Et puis, non, ce n’est pas comme ça Tetrobot, je me suis trompé. La porte reste ouverte, on se surprend à progresser d’une énigme à l’autre sans heurt ou presque. Lorsque tout d’un coup ça coince, on ne désespère pas, la solution est toute proche, on l’a au bout de la souris. On tâtonne, on croit y parvenir, on n’avait pas vu venir l’obstacle, le piège géométrique, on s’enferme, on recule pour mieux sauter, parfois on arrête et on se dit que ça passera le lendemain, et en effet on remet les choses à plat, ça glisse, ça percute et ça connecte, ça marche. Ca finit presque toujours par marcher. Au pire, quand vraiment ça ne passe pas, on avance tout de même, même sans utiliser la soluce sur Youtube [1] : pas besoin de résoudre toutes les énigmes pour compléter le niveau. Tetrobot fait dans la pédagogie différenciée, dans l’exercice modulaire, qui stimule le premier de la classe sans désespérément larguer celui du fond qui se chauffe contre le radiateur. Je ne finirai sans doute pas le jeu à 100 %, mais je verrai tous les niveaux. J’y travaille, assidu, appliqué, faute d’être brillant élève.

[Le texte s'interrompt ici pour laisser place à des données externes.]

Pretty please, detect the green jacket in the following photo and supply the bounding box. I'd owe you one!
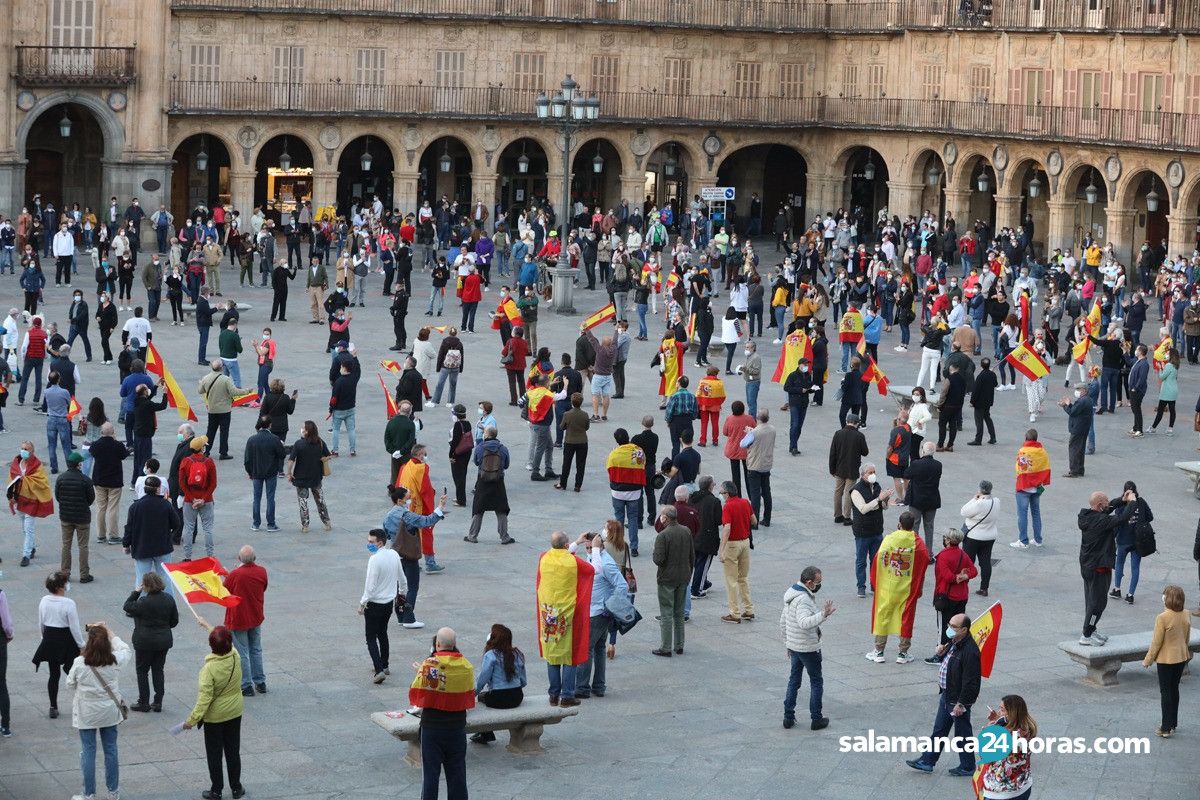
[187,650,244,726]
[384,413,416,458]
[218,328,243,359]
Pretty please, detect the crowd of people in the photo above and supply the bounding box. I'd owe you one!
[0,186,1196,800]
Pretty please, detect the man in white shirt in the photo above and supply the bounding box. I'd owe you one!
[359,528,407,684]
[121,308,153,358]
[52,223,75,287]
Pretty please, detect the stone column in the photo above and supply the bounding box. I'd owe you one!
[546,172,567,225]
[1104,206,1135,265]
[806,173,845,216]
[619,173,645,207]
[470,172,499,209]
[393,171,420,214]
[229,169,256,216]
[994,194,1023,231]
[1045,198,1078,255]
[1167,211,1198,259]
[943,189,971,229]
[886,181,925,217]
[311,170,339,209]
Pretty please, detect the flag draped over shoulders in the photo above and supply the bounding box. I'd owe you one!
[409,651,476,712]
[536,548,595,666]
[1014,441,1051,491]
[606,443,647,485]
[772,330,812,383]
[658,340,684,395]
[870,529,929,638]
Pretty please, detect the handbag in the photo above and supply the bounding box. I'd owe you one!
[451,425,473,458]
[621,545,638,595]
[321,457,332,477]
[932,549,967,612]
[90,666,129,721]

C’est qu’il faut être un rien bûcheur pour se frotter à l’animal. Il ne manque pas de piquant. Si l’on m’avait directement lâché, disons au troisième niveau, j’y aurais totalement perdu mon latin. Tetrobot & Co. est un univers de règles, parfois contre-intuitives, dans lequel on s’étonne de naviguer avec aisance. Alors c’est une histoire de blocs à saisir, seulement sur le côté, jamais par dessus ou par dessous. Pas intuitif, je vous disais, mais on s’y fait vite. Ces blocs se lancent, latéralement, jamais horizontalement. Ils glissent, et ne tombent que s’ils rencontrent un obstacle. Ils permettent d’activer des boutons, d’interrompre des rayons laser. Les blocs d’une même matière s’attachent entre eux. Ceux de bois prennent feu, ceux de sable se vitrifient avec la chaleur, on peut en balancer sur des monstres, et un côté devient collant, les monstres doivent être en Patafix. Il y a des aimants, des canons et des jeux de miroir, rien de totalement nouveau, mais tout cela fait système, un incroyable écosystème d’interactions, aux possibilités de combinaison qui me paraissent presque infinies, mais je ne suis pas game-designer, seulement un joueur admiratif, et qui s’admire lui-même de comprendre quelque chose alors que d’habitude non, vraiment il n’y voit goutte, mais là oui, ça paraît impossible et puis tout d’un coup c’est limpide.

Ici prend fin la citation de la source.